There is something wonderful about taking your time to write a post with the same intention two, three, even four times before publishing it. With every attempt something new has happened. And with every new beginning and near completion, a slightly different shade of perspective immerses the screen. The last shade to color my screen was exactly what you’re seeing now…black and white. Or, well…black and ivory. In the past I have written about what I think is important, what I think other people think is important, and what I think other people think that people need to think is important. I realize now, no one actually thinks any of what I have to say is important, and for the most part, I don’t even really care. So from this moment on the goal is this:
What have I learned in the past two weeks…nonetheless the past year? That people get caught being human a lot.

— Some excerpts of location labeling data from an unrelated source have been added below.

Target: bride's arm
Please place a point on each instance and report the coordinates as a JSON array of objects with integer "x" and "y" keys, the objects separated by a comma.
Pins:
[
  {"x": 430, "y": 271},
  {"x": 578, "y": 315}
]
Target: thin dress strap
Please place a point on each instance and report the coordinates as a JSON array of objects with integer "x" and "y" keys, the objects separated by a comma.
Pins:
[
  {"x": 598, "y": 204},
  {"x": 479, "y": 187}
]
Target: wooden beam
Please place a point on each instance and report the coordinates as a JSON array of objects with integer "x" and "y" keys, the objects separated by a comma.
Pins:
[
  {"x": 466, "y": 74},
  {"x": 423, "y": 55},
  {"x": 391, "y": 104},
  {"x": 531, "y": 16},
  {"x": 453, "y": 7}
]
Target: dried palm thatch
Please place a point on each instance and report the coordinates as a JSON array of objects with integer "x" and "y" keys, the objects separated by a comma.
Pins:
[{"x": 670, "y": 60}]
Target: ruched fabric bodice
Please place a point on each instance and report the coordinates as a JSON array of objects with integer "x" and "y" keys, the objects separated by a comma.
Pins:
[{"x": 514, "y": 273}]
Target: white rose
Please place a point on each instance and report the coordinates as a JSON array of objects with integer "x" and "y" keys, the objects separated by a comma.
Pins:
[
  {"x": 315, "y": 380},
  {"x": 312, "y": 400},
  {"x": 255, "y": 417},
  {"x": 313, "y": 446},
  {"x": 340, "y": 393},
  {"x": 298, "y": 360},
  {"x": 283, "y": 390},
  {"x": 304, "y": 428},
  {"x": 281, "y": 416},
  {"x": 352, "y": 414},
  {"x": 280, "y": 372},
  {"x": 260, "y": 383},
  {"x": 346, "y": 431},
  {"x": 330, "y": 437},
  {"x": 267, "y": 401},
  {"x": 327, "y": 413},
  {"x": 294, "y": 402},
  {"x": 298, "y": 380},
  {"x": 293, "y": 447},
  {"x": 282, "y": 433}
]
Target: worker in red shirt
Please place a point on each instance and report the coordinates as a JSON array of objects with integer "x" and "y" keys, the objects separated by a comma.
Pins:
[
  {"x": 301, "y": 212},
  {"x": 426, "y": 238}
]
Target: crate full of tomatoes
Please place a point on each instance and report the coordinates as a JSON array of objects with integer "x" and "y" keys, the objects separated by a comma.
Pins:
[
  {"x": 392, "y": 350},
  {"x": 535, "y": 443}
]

I will not even begin to argue that I don’t over-think, over-analyze, over-book, overlook (the obvious), misinterpret, forget important information and overall, talk, think and do WAY too much.
So with THAT, this blog is dedicated to those of us that don’t need to hear about the rest of the world’s discoveries, but simply someplace to be reminded of the things we already know…but sometimes just forget.

*Finding: Forgotten Aspirations*
Aspirations for this week:
Today Is: Beautiful
“Our deepest fear is not that we are inadequate. Our deepest fear is that we are powerful beyond measure. It is our light, not our darkness that frightens us most. We ask ourselves, ‘Who am I to be brilliant, gorgeous, talented, and famous?’ Actually, who are you not to be? You are a child of God. Your playing small does not serve the world. There is nothing enlightened about shrinking so that people won’t feel insecure around you. We were born to make manifest the glory of God that is within us. It’s not just in some of us; it’s in all of us. And when we let our own light shine, we unconsciously give other people permission to do the same. As we are liberated from our fear, our presence automatically liberates others.”